# Feature Specification: MCP Server Context Window Protection
**Feature Branch**: `005-project-brownfield-hardening`
**Created**: 2025-10-15
**Status**: Draft
**Input**: User description: "Project: Brownfield hardening of an existing MCP server used by Claude. Context & Problem: We have an existing MCP server integrated with Claude; large tool/resource outputs are overrunning the model's context window, degrading quality and causing truncation or hard errors..."
## User Scenarios & Testing *(mandatory)*
### User Story 1 - Paginated List Results (Priority: P1)
Claude requests a list of resources (e.g., listings, bookings, transactions) from the MCP server and receives a manageable first page of results with clear instructions on how to fetch additional pages if needed.
**Why this priority**: This addresses the most common cause of context overflow - unbounded list operations. Without pagination, a single tool call can return hundreds or thousands of items, immediately consuming the entire context window. This is the foundation for all other improvements.
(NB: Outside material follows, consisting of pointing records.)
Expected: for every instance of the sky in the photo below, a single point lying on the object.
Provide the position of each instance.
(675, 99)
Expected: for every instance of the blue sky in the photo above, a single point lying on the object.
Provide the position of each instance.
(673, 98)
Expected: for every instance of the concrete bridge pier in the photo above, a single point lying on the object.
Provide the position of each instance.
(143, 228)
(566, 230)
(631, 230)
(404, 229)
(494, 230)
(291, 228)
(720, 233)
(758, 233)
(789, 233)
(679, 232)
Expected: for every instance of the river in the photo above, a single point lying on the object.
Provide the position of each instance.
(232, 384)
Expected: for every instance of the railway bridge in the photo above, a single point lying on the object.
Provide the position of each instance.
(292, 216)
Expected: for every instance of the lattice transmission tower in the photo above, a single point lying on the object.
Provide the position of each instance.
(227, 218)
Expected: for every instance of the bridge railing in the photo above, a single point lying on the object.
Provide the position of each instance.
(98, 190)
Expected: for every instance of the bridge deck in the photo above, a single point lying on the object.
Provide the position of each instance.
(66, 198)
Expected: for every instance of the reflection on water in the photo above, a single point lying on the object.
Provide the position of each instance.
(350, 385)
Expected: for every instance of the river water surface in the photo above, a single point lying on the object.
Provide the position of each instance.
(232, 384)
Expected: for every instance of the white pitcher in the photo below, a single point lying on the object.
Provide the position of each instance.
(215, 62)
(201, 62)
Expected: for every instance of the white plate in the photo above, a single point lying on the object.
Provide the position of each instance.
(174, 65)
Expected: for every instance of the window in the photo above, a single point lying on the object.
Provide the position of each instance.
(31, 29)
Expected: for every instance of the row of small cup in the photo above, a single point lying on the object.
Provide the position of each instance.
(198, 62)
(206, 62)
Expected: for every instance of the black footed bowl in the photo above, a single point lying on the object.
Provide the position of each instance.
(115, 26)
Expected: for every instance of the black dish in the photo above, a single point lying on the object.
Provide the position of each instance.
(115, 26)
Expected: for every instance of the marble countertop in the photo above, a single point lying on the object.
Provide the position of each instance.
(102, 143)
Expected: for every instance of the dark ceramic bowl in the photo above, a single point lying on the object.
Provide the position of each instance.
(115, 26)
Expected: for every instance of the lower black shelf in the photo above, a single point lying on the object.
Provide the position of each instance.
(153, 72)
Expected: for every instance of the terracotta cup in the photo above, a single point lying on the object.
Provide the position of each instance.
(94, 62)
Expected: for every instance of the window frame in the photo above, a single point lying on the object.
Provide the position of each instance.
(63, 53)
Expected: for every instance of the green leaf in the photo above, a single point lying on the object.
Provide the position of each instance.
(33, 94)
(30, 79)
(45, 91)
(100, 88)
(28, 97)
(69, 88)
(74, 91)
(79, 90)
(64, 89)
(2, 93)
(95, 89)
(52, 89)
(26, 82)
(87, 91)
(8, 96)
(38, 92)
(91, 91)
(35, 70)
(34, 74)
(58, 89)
**Independent Test**: Can be fully tested by calling any list endpoint with a large dataset and verifying it returns only a limited number of items plus pagination metadata, delivering immediate value by preventing context overflow on the most common operations.
**Acceptance Scenarios**:
1. **Given** Claude requests a list of 500 bookings, **When** the server processes the request, **Then** the response contains the first 50 bookings, total count of 500, and a cursor for fetching the next page
2. **Given** Claude uses a pagination cursor from a previous response, **When** requesting the next page, **Then** the server returns the next batch of items with an updated cursor
3. **Given** Claude requests a list with only 10 total items, **When** the server processes the request, **Then** all items are returned without pagination metadata (no unnecessary overhead for small datasets)
4. **Given** Claude reaches the final page of results, **When** processing the response, **Then** no next cursor is provided, indicating completion
---
### User Story 2 - Automatic Response Summarization (Priority: P1)
When Claude requests data that would exceed safe token limits, the server automatically provides a condensed summary with key information and instructions for accessing complete details on demand.
**Why this priority**: Even with pagination, individual items can be verbose (e.g., a booking with extensive guest details, property amenities, pricing breakdowns). Summarization prevents single-item bloat while keeping the most important information accessible. This complements pagination by handling per-item verbosity.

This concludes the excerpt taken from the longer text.